Apache’s historic oil discovery offshore Suriname has opened a new chapter in the potential of the Guyana-Suriname basin which the US Geological Survey (USGS) has long said could contain more than 13.6 billion barrels of oil and 32 trillion cubic feet of natural gas.
If the USGS survey is anything to go by, at least half of the estimated oil resource has already been found offshore Guyana. The Maka Central-1 discovery at Suriname’s Block 58 has now proven that a working hydrocarbon system exists on the Dutch side of the basin.
Maka Central-1 successfully tested for the presence of hydrocarbons in multiple stacked targets in the upper Cretaceous-aged Campanian and Santonian intervals and encountered both oil and gas condensate.
“The well proves a working hydrocarbon system in the first two play types within Block 58,” Apache CEO John Christmann said on Tuesday. “Preliminary formation evaluation data indicates the potential for prolific oil wells.”
In addition, “the size of the stratigraphic feature, as defined by 3-D seismic imaging, suggests a substantial resource,” Christmann said.
Maka Central-1 successfully tested for the presence of hydrocarbons in multiple stacked targets in the upper Cretaceous-aged Campanian and Santonian intervals and encountered both oil and gas condensate.

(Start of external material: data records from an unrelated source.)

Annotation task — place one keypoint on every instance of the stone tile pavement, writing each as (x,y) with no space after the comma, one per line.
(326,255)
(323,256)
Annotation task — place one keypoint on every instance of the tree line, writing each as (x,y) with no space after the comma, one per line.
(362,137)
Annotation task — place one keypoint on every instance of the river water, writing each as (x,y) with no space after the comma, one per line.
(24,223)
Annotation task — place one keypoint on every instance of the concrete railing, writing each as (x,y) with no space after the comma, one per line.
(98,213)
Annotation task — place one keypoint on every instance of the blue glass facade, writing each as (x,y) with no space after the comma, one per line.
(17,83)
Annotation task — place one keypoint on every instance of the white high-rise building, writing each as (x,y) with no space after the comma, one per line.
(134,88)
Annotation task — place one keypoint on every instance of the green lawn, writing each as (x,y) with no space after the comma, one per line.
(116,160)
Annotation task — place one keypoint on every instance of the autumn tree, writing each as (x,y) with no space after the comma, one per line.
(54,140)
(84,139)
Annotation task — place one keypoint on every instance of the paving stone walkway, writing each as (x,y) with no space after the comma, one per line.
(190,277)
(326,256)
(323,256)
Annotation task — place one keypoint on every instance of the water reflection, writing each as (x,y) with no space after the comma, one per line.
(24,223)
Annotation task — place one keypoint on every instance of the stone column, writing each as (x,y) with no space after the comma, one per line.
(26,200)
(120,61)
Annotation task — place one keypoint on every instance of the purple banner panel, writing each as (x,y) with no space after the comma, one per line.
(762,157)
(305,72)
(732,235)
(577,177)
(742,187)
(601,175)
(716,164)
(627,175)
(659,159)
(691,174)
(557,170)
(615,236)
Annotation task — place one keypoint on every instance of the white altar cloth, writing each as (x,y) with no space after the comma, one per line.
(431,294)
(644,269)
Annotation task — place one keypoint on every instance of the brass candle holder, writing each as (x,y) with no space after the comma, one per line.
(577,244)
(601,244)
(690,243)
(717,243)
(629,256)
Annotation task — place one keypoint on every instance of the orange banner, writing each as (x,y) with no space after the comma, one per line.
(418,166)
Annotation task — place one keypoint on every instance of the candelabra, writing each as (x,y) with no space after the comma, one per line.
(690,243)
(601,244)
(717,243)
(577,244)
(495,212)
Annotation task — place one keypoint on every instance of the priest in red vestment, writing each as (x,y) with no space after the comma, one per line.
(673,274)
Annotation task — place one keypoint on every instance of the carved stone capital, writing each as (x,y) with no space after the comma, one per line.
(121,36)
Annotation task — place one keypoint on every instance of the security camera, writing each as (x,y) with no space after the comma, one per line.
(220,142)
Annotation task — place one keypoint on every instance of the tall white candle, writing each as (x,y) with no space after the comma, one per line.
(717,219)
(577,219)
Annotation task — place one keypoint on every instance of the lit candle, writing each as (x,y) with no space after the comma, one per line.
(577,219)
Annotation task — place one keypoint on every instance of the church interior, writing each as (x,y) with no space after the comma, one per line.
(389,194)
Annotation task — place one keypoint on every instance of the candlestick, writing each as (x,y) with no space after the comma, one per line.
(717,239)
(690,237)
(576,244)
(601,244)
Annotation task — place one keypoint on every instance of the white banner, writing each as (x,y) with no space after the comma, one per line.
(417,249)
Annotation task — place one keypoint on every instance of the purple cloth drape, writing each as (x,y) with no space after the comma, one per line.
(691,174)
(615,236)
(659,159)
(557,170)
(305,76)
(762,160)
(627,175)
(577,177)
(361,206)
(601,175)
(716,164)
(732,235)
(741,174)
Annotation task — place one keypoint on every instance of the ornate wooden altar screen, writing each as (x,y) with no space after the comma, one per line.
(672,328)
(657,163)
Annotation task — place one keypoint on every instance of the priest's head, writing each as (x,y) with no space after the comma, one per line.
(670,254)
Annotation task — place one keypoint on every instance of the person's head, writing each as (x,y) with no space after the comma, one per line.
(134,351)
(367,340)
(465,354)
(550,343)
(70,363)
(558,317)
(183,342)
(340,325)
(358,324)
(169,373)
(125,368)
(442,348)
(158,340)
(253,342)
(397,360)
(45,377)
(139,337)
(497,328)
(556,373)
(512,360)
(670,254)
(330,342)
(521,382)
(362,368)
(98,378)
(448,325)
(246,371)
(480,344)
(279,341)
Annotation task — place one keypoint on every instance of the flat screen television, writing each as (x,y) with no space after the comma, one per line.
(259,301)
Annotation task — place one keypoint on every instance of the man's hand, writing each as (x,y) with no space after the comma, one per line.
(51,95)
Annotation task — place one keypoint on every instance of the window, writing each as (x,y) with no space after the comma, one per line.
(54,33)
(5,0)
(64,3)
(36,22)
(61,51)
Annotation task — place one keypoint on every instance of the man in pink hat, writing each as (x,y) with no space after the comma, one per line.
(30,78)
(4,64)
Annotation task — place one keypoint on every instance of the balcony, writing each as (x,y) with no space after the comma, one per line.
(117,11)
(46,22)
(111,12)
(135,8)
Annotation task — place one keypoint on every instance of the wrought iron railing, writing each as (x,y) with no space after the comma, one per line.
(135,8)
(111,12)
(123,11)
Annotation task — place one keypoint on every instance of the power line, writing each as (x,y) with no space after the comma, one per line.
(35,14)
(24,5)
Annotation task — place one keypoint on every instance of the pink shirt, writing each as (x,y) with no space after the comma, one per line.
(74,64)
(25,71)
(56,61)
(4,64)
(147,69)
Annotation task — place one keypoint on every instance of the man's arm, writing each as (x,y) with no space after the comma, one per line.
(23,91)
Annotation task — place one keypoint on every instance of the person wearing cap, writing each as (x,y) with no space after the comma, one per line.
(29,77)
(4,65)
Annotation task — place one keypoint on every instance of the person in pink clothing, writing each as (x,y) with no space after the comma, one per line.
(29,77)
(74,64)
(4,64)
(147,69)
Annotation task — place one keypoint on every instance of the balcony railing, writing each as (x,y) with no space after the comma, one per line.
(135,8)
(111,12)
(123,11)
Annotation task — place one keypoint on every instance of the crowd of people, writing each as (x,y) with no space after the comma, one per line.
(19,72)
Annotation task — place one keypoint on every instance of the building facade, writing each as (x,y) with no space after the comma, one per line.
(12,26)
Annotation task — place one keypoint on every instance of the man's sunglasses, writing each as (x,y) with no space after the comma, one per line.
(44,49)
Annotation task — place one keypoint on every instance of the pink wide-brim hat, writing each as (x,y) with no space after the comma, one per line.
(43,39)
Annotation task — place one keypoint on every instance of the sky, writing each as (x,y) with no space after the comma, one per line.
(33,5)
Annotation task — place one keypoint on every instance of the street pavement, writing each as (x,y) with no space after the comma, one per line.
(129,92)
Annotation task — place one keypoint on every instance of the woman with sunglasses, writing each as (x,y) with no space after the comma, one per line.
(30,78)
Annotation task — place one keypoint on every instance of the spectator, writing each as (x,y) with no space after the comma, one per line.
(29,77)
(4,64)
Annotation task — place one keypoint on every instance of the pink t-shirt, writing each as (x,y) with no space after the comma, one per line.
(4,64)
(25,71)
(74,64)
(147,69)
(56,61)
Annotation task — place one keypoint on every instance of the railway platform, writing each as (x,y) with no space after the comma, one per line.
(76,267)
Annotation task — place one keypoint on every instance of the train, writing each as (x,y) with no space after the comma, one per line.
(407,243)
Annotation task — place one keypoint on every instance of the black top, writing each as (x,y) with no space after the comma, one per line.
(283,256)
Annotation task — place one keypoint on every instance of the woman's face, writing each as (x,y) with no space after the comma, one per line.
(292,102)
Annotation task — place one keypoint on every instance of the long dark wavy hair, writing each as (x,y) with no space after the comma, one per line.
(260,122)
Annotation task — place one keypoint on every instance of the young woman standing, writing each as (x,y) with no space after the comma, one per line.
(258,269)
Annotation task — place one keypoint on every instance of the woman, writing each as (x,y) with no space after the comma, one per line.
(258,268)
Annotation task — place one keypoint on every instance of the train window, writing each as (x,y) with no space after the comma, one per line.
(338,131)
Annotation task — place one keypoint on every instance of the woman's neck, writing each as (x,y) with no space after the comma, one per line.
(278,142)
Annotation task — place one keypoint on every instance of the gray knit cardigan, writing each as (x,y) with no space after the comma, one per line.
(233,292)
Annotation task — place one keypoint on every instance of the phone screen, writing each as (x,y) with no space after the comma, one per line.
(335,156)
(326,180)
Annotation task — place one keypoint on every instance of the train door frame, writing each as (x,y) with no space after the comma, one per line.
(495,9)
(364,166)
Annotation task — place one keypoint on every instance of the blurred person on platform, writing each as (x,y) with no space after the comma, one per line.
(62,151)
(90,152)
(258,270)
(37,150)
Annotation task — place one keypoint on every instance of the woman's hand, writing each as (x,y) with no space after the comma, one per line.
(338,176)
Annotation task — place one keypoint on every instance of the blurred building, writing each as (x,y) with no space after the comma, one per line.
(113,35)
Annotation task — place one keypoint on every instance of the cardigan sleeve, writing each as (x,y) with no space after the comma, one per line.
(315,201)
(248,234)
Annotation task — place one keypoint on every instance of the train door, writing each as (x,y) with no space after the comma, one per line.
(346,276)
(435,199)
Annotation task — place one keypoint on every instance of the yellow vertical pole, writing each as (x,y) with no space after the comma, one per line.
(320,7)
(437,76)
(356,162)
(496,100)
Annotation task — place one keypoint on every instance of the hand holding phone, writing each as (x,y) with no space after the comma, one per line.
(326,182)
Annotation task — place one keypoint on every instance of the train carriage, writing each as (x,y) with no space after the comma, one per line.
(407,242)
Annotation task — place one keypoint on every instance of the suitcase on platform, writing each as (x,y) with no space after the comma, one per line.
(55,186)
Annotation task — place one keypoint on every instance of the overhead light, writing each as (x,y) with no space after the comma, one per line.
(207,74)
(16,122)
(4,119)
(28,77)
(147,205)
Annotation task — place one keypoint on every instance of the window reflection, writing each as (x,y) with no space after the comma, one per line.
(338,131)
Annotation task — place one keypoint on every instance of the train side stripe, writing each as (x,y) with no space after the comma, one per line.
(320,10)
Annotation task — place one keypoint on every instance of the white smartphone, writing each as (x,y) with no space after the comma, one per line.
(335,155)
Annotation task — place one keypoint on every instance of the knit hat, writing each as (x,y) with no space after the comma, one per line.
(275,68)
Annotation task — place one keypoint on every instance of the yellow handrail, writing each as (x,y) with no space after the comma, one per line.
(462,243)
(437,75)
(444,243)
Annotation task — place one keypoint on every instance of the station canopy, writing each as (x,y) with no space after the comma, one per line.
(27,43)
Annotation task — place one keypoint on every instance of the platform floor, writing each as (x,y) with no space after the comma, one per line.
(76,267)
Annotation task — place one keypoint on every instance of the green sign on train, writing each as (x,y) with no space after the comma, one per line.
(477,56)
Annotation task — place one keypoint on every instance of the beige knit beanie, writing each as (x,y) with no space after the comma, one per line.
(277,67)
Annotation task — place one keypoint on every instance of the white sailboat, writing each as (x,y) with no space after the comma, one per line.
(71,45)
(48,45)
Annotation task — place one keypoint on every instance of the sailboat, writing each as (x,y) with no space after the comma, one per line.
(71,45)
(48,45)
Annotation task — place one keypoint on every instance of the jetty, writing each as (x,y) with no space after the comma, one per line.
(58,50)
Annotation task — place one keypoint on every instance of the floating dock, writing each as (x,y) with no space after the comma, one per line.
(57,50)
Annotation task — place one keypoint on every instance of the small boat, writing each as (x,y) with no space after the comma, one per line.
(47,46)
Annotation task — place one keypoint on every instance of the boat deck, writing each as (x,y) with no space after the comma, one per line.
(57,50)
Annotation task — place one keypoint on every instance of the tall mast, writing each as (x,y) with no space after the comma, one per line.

Block 58 adjoins the Stabroek Block in neighboring Guyana, where an ExxonMobil-led consortium has made 15 discoveries in four-and-a-half years and last month became the first offshore producers of oil in that country from their Liza field. Exxon has found more than 6 billion barrels of oil at Stabroek.
As a result, the Block 58 partners and analysts are optimistic about the Maka discovery, which is on trend with the gusher of Stabroek finds.
Apache and Total, which are 50-50 partners in Block 58, said their next well will test the same-aged upper Cretaceous intervals in a separate and distinct stratigraphic feature.